My species has pushed war to the deepest and highest corners of earth and heaven. There is no inch of space, that we can reach, that has not felt the gouge of mankind’s favorite sport. Even the untouchable sea, otherwise unconquerable by science, knows the devil’s hand. Beneath the grey waves that pan out endlessly before me, thousands of pounds of ammunition waits in anxious hibernation for the impending moment of need. It’s ideal… cheap, cool, and temperature-regulated by Mother Nature herself.

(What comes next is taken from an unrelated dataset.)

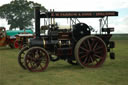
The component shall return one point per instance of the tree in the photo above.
(19, 13)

I bend to pick up a rock from the shore, damp with slight rainfall that I hadn’t noticed until this moment. It is smooth and old, having traveled with ancient complacency through the vast and terrible sea. I can never guess how many rivers it has bumped down, the black depths to which it has been cast. But I will take it from the sea, bring it home as a simply gift to my lover. We exchange things like this, now, much more frequently than traditional symbols of affection. Last week he brought me a slender poplar branch laden with half-sprouted, damp leaves. I put it in a vase in my kitchen, right next to the window.

He pulled me to him, brushing the edge of his thumb over my cheek as he drew my lips to his. On his hands, I could smell the delicate, rainy balsam of budding poplar.

Standing up and pulling the small, grey stone to my heart, I look back to the sea.

“I’m so sorry.” I say, and turn to go.